Foundational Research On SHS Of Al₂O₃-TiC-Al Composites Under The External Electric Field

Self-propagating High-temperature Synthesis (SHS) technology is widely used to prepare metal-ceramics composites because it has the characteristics of conserving energy, fast reaction and high product purity. However the synthetized composites have high porosity (20%-50%), which prohibits its use as structural material. So SHS-densificating is one of the focuses in SHS research field. In addition, this technology is only suitable for high heat releasing reaction system due to the thermodynamic limitation of SHS reaction. Therefore, it's also a developmental direction of SHS technology how to induce the self-propagating combustion of this reaction system with thermodynamic limitation of SHS reaction. In this thesis, TiO₂-C-Al reaction system was used to synthesize relatively dense Al₂O₃-TiC-Al composites by the filling and welding of liquid Al formed during SHS process. The results show that the compactness of the synthetized composites is improved with the increasing of excess Al content in the system. But when the excess Al content was more than 10mol, SHS reaction of the system was hard to take place. So, an external electric field was used to activate the system with an excess Al content of 14mol. As a result, the SHS reaction was taken place under the external electric field, and an Al₂O₃-TiC-Al composite with a relative density of 92.5%. was successfully synthesized.

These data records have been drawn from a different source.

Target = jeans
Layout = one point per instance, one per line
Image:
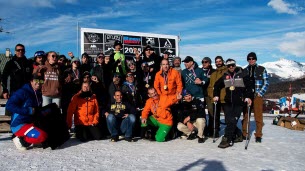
(48, 100)
(125, 125)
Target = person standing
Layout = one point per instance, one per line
(220, 70)
(260, 83)
(19, 69)
(238, 90)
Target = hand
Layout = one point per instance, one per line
(249, 101)
(6, 95)
(190, 126)
(186, 120)
(215, 99)
(143, 121)
(197, 81)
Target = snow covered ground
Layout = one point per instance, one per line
(281, 149)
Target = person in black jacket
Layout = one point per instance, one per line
(238, 90)
(19, 69)
(120, 117)
(192, 117)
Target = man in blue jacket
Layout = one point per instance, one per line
(22, 105)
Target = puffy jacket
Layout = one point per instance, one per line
(85, 110)
(160, 108)
(174, 83)
(189, 77)
(20, 72)
(217, 74)
(21, 104)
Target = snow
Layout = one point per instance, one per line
(281, 149)
(286, 69)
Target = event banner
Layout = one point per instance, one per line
(94, 41)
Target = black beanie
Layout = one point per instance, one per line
(218, 57)
(251, 54)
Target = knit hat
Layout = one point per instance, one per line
(218, 57)
(251, 54)
(207, 59)
(188, 59)
(230, 62)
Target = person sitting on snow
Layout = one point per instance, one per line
(192, 117)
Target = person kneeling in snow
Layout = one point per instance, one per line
(192, 117)
(84, 106)
(161, 116)
(22, 105)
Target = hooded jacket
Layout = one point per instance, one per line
(217, 74)
(85, 110)
(21, 106)
(189, 77)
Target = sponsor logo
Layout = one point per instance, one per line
(93, 37)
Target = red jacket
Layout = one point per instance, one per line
(86, 111)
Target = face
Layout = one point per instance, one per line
(100, 59)
(85, 87)
(130, 78)
(116, 79)
(36, 84)
(218, 63)
(86, 79)
(177, 63)
(107, 59)
(52, 58)
(164, 65)
(84, 60)
(39, 60)
(188, 98)
(117, 96)
(251, 61)
(19, 51)
(188, 65)
(152, 93)
(205, 64)
(231, 67)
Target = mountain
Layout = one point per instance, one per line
(284, 70)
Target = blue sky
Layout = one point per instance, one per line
(273, 29)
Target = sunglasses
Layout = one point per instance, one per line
(231, 65)
(38, 81)
(20, 50)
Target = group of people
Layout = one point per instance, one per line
(147, 96)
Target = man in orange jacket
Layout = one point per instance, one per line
(84, 106)
(161, 115)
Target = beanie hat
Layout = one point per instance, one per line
(207, 59)
(251, 54)
(218, 57)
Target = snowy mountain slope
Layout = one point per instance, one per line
(285, 69)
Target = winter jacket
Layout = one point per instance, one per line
(21, 104)
(174, 82)
(120, 109)
(189, 76)
(53, 80)
(20, 72)
(260, 80)
(85, 110)
(160, 109)
(194, 109)
(241, 87)
(217, 74)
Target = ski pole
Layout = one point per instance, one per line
(214, 132)
(248, 125)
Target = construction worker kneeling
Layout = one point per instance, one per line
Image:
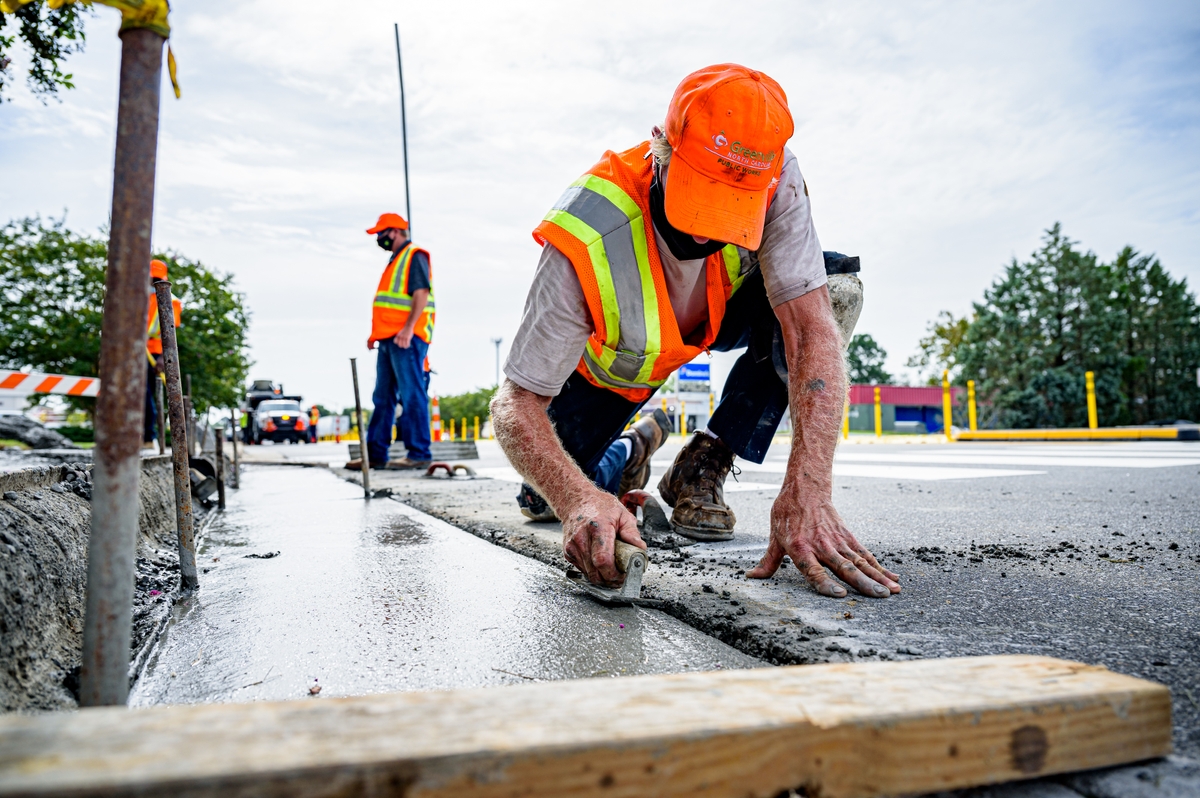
(700, 239)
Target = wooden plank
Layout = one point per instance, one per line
(844, 730)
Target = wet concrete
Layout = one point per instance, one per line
(305, 585)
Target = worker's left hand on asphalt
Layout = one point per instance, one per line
(589, 532)
(813, 534)
(403, 339)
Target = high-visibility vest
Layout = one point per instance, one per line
(154, 330)
(393, 305)
(603, 223)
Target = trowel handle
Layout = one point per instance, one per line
(630, 557)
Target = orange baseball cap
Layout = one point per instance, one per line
(726, 126)
(387, 221)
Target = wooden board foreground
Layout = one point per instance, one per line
(868, 729)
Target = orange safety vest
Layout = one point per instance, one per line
(154, 333)
(393, 305)
(603, 225)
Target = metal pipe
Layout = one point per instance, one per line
(179, 444)
(162, 414)
(233, 438)
(120, 407)
(364, 456)
(403, 132)
(220, 456)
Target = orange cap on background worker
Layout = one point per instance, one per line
(726, 126)
(389, 221)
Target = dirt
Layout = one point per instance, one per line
(45, 523)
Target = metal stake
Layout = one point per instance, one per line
(162, 414)
(364, 457)
(237, 472)
(220, 456)
(179, 444)
(123, 373)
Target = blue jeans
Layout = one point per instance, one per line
(400, 378)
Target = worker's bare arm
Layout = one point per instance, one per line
(804, 523)
(592, 519)
(420, 299)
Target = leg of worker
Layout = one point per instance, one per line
(414, 421)
(150, 424)
(588, 421)
(384, 401)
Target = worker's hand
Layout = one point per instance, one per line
(810, 532)
(589, 531)
(403, 339)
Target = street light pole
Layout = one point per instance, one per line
(497, 342)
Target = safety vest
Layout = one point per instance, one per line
(154, 330)
(393, 305)
(603, 223)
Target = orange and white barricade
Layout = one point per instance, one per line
(23, 384)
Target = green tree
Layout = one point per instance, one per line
(52, 298)
(1050, 319)
(466, 406)
(49, 36)
(937, 351)
(864, 361)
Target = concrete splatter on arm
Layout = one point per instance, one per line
(592, 519)
(804, 523)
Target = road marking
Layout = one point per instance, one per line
(895, 472)
(981, 459)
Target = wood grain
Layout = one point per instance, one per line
(841, 730)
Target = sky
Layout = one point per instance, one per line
(937, 139)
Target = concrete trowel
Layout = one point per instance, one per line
(631, 562)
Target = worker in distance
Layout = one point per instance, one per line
(700, 239)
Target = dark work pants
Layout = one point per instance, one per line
(400, 378)
(589, 419)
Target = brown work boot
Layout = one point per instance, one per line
(694, 486)
(647, 436)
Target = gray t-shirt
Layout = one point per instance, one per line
(556, 324)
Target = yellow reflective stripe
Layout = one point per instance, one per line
(732, 265)
(600, 268)
(612, 192)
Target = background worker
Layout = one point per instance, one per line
(700, 239)
(402, 324)
(154, 352)
(313, 418)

In addition, the SHS reaction thermodynamics under the electric field was analyzed and the corresponding mathematic model was also set up. In addition, the effects of the electric field on the SHS process and the microstructures of the composites have been studied. The result shows that the Joule heat effect of electric field improves the initial temperature of the rlative system, and, theforefore, can break through the restriction of SHS thermodynamics. When the strength of the electric field is greater than 7.5 v/cm, the SHS reaction of the system with an excess Al content of 14mol can take place. Moreover, with the increase of the strength of the electric field, the needed ignition time is decreased, whereas the combusion temperature and combustion wave propgating speed is increased. As a result, the size of the synthesized Al2O3 and TiC particles has been decreased, while the relative density of the synthesized Al2O3-TiC-Al compnsites have been improved. So, the electric field activated SHS technology is a new way to prepare dense metal-ceramics composites.